- Pearson on cover of Jet magazine, 1964
- First baseman
- Born: September 9, 1929
- Died: May, 1967

Teams
- New York Black Yankees (1952); Birmingham Black Barons;

= Rutledge Pearson =

American activist and baseball player

Rutledge Henry Pearson (September 9, 1929–May 1967) was an educator, civil rights leader and human rights activist. He also was a Negro league baseball player in his early years.

==Early life==
He was the youngest son of Mr. and Mrs.

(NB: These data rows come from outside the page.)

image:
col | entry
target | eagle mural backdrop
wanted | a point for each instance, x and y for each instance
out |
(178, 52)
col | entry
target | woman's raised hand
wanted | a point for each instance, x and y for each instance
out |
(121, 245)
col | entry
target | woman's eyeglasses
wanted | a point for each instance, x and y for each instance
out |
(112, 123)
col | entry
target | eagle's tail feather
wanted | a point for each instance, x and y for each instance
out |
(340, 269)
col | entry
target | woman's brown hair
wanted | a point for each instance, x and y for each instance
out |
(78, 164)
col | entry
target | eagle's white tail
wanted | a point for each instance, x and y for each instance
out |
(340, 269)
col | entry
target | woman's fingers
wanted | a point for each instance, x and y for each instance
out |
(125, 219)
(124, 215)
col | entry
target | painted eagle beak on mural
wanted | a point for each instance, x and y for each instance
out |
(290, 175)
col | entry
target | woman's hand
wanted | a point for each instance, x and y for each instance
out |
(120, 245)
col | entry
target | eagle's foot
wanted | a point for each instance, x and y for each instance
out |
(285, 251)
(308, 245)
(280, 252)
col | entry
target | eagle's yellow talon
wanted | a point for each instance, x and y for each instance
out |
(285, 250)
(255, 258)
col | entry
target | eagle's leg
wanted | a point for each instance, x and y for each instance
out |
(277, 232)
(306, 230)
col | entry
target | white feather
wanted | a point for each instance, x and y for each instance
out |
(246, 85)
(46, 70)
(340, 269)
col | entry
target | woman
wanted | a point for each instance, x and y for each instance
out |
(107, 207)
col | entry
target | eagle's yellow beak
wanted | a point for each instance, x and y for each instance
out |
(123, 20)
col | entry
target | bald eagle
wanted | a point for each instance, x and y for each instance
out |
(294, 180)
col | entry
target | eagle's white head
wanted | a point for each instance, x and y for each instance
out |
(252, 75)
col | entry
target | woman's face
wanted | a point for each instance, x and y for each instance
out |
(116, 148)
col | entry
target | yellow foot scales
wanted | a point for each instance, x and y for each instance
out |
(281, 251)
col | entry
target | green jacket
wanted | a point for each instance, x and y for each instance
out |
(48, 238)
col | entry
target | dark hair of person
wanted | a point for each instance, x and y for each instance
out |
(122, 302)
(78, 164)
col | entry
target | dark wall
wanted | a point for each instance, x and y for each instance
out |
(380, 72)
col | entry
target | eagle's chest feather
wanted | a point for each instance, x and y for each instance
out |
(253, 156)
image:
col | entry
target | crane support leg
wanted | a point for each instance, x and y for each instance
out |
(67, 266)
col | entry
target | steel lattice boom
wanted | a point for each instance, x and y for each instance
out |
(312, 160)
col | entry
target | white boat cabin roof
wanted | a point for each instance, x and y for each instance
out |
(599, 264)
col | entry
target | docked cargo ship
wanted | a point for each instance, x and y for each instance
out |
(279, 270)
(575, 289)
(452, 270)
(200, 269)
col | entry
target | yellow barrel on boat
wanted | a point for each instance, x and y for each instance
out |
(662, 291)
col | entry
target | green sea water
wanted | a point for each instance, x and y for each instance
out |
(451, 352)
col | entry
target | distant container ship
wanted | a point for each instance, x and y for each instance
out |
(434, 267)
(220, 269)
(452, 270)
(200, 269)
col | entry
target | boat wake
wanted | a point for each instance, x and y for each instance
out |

Lloyd H. Pearson Sr and graduated from New Stanton High School in 1947. He attended Tillatson College in Austin, Texas on a baseball scholarship and graduated with a Bachelor of Arts in Sociology in 1951. He and his future wife, Mary Ann Johnson, were classmates with Medgar Evers at Tillatson.

==Baseball==
The Reading Eagle newspaper reports on the 27th July 1952 that Pearson played for the 1952 New York Black Yankees of the Negro National League. He was 6'3 and played first base. He played professional baseball for the Birmingham Black Barons of the Negro American League. He taught history at Isaiah Blocker Junior High School and coached baseball at New Stanton High School as well.

==Civil rights==
In 1961, he was elected President of the Jacksonville Branch of the NAACP. He was later elected President of the Florida State Conference of the NAACP. As a president, he supported the civil rights efforts in nearby St. Augustine that led to the passage of the landmark Civil Rights Act of 1964.

He was featured on the cover of JET magazine on April 20, 1964, with the headline "Former Baseball Star Leads Jacksonville Civil Rights Struggle." The article states that he was very influential in recruiting members of the NAACP; citing that in just two years he was able to drive membership from a few hundred to over 2,000. He was also noted for his ability to influence the youth of Jacksonville enough to calm some of the violence surrounding the civil rights clashes that took place in the city in the 1960s.

In May 1967, he was killed in a car accident on the way to organize Laundry workers in Memphis, Tennessee. A school, a post office and a park in Jacksonville, Florida, are named in his honor.